Oregon Control Share and Business Combination Statutes
The Company is subject to the Oregon Control Share Act (the "Control Share Act"). The Control Share Act generally provides that a person (the "Acquiror") who acquires voting stock of an Oregon corporation in a transaction (other than a transaction in which voting shares are acquired from the issuing public corporation) that results in the Acquiror holding more than 20%, 33 1/3% or 50% of the total voting power of the corporation (a "Control Share Acquisition") cannot vote the shares it acquires in the Control Share Acquisition ("control shares") unless voting rights are accorded to the control shares by (i) a majority of each voting group entitled to vote and (ii) the holders of a majority of the outstanding voting shares, excluding the control shares held by the Acquiror and shares held by the Company's officers and inside directors. The term "Acquiror" is broadly defined to include persons acting as a group.

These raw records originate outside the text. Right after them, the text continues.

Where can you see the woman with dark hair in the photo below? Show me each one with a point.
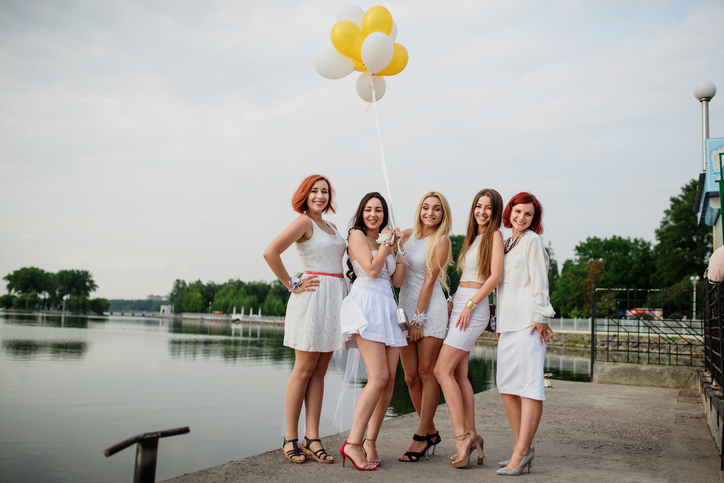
(524, 309)
(428, 253)
(369, 323)
(481, 262)
(311, 325)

The Acquiror may, but is not required to, submit to the Company a statement setting forth certain information about the Acquiror and its plans with respect to the Company. The statement may also request that the Company call a special meeting of shareholders to determine whether voting rights will be accorded to the control shares. If the Acquiror does not request a special meeting of shareholders, the issue of voting rights of control shares will be considered at the next annual or special meeting of shareholders. If the Acquiror's control shares are accorded voting rights and represent a majority or more of all voting power, shareholders who do not vote in favor of voting rights for the control shares will have the right to receive the appraised "fair value" of their shares, which may not be less than the highest price paid per share by the Acquiror for the control shares.
The Company is also subject to sections 60.825 to 60.845 of the OBCA, which govern business combinations between corporations and interested shareholders (the "Business Combination Act"). The Business Combination Act generally provides that if a person or entity acquires 15% or more of the outstanding voting stock of an Oregon corporation (an "Interested Shareholder"), the corporation and the Interested Shareholder, or any affiliated entity of the Interested Shareholder, may not engage in certain business combination transactions for three years following the date the person became an Interested Shareholder. Business combination transactions for this purpose include (a) a merger or plan of share exchange, (b) any sale, lease, mortgage or other disposition of 10% or more of the assets of the corporation and (c) certain transactions that result in the issuance or transfer of capital stock of the corporation to the Interested Shareholder. These restrictions do not apply if (i) the Interested Shareholder, as a result of the transaction in which such person became an Interested Shareholder, owns at least 85% of the outstanding voting stock of the corporation (disregarding shares owned by directors who are also officers and certain employee benefit plans), (ii) the board of directors approves the business combination or the transaction that resulted in the shareholder becoming an Interested Shareholder before the Interested Shareholder acquires 15% or more of the corporation's voting stock or (iii) the board of directors and the holders of at least two-thirds of the outstanding voting stock of the corporation
(disregarding shares owned by the Interested Shareholder) approve the business combination after the Interested Shareholder acquires 15% or more of the corporation's voting stock.
The Control Share Act and the Business Combination Act have anti-takeover effects because they will encourage any potential acquirer to negotiate with the Company’s Board and will also discourage potential acquirers unwilling to comply with the provisions of these laws. An Oregon corporation may provide in its articles of incorporation or bylaws that the laws described above do not apply to its shares. The Company has not adopted such a provision.
The Common Stock is traded on The Nasdaq Stock Market LLC under the trading symbol “COLM.”
Transfer Agents and Registrar
The transfer agent and registrar for the Common Stock is Computershare Trust Company, Inc.